Я дернулся еще раз, еще – и почувствовал, что высвобождаюсь. Отлетела лишь одна пуговица, да каменный прах отерся о куртку. Я стоял теперь на твердой дороге, перед высоким облупившимся фундаментом. Выше уровня глаз дом был деревянный. Из-за высокого окна, из-за двойных беззвучных рам смотрело на меня белое, расплывшееся по стеклу женское лицо с красным пятном рта. Я тоже уставился на нее, не зная, как спросить – и что? Но, должно быть, весь мой вид выражал вопрос. Ноготь постучал изнутри по стеклу, привлекая мое внимание, затем большой палец показал направо и обозначил вдобавок дугу, наглядно объясняя, что вход с другой стороны.

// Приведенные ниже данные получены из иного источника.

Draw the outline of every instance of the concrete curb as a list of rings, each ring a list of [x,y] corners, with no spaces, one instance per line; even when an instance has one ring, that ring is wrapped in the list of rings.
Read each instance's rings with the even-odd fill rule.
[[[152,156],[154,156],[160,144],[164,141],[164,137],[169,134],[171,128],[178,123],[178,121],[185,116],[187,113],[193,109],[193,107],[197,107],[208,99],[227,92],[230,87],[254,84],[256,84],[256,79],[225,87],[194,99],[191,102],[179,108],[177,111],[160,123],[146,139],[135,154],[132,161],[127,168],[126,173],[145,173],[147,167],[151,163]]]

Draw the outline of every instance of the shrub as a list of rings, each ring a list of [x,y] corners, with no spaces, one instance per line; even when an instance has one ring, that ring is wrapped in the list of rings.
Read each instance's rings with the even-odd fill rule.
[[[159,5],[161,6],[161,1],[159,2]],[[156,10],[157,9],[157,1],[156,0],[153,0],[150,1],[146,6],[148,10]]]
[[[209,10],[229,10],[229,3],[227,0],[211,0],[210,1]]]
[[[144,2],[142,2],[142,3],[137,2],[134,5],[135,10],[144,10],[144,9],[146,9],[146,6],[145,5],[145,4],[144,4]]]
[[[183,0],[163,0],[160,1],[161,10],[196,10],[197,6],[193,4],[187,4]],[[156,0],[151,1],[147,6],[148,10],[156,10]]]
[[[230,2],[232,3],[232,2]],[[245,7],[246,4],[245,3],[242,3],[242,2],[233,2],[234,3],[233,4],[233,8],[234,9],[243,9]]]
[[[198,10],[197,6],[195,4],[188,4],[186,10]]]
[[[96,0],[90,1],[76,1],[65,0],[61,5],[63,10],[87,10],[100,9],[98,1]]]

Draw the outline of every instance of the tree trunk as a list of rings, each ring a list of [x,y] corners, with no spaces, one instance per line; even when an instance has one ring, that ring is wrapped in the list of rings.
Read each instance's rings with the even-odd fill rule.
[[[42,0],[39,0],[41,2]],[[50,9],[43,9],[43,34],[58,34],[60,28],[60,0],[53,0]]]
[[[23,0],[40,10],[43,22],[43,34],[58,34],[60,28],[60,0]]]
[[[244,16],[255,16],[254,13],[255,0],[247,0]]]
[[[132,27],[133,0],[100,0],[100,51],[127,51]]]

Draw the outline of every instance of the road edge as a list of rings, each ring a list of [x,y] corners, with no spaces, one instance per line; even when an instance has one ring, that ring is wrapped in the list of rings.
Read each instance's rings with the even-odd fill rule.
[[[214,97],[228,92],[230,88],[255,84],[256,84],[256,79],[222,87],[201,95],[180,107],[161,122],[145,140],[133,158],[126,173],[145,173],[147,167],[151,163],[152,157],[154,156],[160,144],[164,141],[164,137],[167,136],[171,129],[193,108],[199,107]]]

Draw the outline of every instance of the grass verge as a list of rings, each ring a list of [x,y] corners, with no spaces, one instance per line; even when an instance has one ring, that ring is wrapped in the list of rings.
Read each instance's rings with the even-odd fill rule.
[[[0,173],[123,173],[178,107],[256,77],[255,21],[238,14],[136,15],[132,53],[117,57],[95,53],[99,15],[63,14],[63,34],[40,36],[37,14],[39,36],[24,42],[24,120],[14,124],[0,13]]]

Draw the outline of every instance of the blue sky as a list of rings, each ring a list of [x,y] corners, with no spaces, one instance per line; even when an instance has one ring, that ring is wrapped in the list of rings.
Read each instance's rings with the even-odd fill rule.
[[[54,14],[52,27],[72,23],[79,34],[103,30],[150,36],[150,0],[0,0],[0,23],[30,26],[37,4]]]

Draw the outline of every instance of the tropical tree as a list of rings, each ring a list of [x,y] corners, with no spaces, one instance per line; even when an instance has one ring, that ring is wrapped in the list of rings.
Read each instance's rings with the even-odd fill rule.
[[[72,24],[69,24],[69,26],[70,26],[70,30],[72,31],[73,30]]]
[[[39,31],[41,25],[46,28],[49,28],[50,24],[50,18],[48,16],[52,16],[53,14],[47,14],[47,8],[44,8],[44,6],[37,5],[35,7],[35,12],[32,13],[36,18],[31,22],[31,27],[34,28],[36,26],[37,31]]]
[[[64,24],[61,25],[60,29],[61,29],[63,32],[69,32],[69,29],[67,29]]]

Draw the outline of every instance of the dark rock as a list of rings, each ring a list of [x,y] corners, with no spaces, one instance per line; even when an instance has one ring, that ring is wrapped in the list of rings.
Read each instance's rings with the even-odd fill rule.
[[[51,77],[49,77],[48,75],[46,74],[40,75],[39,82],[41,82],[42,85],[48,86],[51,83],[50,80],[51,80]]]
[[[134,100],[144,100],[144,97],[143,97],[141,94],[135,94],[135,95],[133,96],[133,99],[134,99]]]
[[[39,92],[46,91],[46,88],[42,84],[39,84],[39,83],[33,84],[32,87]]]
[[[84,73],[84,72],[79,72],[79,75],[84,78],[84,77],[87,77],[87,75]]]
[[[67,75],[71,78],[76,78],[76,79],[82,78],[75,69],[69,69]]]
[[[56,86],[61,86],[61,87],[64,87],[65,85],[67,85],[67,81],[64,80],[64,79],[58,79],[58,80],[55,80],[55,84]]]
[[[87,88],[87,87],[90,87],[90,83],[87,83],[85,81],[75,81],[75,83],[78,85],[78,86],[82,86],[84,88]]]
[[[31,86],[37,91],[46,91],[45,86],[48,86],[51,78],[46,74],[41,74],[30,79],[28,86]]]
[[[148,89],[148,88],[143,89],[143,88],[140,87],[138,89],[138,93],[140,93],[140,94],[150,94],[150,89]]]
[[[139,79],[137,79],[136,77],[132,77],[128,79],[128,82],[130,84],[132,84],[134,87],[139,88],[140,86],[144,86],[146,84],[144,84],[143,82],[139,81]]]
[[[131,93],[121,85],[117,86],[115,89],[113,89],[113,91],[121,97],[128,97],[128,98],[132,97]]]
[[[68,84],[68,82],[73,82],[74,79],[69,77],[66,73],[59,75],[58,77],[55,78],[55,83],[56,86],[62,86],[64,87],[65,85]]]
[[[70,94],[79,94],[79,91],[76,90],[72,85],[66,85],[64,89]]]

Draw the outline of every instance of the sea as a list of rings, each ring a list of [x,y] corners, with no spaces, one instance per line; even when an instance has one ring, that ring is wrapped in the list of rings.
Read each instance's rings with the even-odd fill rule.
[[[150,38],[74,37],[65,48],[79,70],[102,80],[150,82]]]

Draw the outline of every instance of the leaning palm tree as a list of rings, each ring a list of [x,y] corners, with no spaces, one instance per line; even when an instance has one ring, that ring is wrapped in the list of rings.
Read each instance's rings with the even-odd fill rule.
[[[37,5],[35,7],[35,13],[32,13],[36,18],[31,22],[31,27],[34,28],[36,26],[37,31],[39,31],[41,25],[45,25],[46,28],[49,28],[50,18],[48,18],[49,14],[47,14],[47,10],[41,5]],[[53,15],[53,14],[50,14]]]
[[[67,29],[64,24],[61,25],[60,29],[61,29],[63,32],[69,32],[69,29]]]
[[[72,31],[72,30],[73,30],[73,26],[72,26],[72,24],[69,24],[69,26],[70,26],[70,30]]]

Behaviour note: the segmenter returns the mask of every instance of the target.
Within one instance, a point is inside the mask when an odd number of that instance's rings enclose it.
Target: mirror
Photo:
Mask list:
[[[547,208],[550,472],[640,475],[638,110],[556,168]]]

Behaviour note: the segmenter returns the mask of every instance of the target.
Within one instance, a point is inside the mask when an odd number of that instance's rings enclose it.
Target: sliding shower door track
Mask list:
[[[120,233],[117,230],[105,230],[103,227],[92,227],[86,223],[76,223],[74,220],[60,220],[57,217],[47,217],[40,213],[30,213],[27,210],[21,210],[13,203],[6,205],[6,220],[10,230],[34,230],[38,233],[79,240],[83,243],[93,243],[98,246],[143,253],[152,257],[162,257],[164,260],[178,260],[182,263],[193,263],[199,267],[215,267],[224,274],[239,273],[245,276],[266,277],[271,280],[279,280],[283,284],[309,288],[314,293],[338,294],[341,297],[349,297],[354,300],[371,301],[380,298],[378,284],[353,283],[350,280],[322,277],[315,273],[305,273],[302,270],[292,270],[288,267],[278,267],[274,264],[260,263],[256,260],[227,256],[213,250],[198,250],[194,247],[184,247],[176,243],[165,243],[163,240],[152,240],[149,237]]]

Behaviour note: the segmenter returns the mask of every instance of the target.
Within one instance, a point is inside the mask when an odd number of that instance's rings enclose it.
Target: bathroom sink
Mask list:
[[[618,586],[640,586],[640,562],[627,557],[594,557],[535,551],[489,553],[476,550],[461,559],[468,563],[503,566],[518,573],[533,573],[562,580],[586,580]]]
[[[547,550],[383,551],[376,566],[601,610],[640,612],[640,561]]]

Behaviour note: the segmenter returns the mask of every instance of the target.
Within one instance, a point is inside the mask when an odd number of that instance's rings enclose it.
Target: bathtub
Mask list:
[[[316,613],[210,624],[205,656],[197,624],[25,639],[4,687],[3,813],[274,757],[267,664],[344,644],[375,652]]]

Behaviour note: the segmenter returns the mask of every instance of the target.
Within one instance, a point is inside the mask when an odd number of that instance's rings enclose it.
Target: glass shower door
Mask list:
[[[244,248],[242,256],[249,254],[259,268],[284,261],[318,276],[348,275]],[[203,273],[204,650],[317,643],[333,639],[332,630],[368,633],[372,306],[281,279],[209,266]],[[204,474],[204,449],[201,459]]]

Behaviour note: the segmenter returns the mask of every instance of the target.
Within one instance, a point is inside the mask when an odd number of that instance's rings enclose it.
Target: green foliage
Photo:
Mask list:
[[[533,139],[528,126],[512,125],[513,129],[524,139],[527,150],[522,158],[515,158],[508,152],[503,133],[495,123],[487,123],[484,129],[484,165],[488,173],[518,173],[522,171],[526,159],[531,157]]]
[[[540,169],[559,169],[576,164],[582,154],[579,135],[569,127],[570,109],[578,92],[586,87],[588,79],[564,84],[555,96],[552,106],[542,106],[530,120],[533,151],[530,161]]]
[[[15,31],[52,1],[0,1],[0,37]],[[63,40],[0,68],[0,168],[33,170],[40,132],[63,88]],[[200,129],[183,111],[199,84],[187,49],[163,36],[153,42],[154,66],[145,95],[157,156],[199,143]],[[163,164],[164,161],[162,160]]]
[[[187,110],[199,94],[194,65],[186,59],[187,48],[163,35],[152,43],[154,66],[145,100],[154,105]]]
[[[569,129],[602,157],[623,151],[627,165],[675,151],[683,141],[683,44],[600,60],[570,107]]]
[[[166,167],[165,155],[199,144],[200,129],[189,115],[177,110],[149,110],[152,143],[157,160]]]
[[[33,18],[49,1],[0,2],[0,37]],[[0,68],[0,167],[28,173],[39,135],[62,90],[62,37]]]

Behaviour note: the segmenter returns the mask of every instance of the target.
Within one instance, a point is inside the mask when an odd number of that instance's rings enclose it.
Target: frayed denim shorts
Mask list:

Деревенским душным теплом дохнуло из темных сеней. Коза, лежавшая у порога на клоке сена, которое из-под себя же выдергивала для жевания, не подумала пошевельнуться, чтобы меня пропустить. Пришлось через нее переступить. В комнате было немного светлее, запах здесь был другого рода: запах болезни и человеческих нечистот. На кровати, высоко приподнятая на подушках, полусидела старуха в рубахе и белой косынке; похоже, она обмаралась, но никто не обращал на нее внимания, да и она сама как будто ничего не ощущала. Помещение было залито сиянием цветного экрана – как на картинках времен моего детства, на которые надо было смотреть то через красное, то через синее слюдяное оконце, и тогда густело, выявлялось изображение, неразличимое обычным взглядом. Над изголовьем кровати раскинулась пальма, поодаль синело море. Лица в этом свете выглядели загорелыми. «Ты хочешь знать правду?» – сказал смуглый усач и провел рукой по щеке женщины, штопавшей на лампочке детские колготки. Она смахнула с глаз слезу тыльной стороной руки, отложила штопку. «Не говори так», – сказала женщина; теперь она была не в домашнем халате, а в синем, под цвет моря, платье, которым премировали ее наконец вместе с путевкой в этот санаторий за двадцать пять лет работы у макулатурного чана. «Не говори так», – в один голос с ней прошептали другие, смахивая слезу. Все танцевали сейчас с усачом, склонив головы на плечо его розового пиджака, даже обмаравшаяся старуха, и он не замечал никакой вони, он нашептывал ей те же слова, что и всем, обнимая рукой молодую оголенную спину в глубоком вырезе платья, и одноногий инвалид на табурете ощущал прохладу этой спины под своей шершавой ладонью, отсутствие ноги не мешало ему танцевать плавно и задумчиво. Существовала лишь эта способность чувствовать, а не старость, вонь и увечье; и меня для них не существовало, я значил здесь меньше зрителя, вошедшего в зал после начала сеанса: его не замечают, даже когда встают, чтобы пропустить на место, но по крайней мере хоть ощущают помеху. Я был тенью, непонятным образом проникшей в их мир, через меня просвечивал морской горизонт и белые колонны… но тут среди них, едва не задев столик с цветочной вазой, приоткрылась некрашеная дверь, показался край лица с глазом, высунувшаяся голая рука поманила меня.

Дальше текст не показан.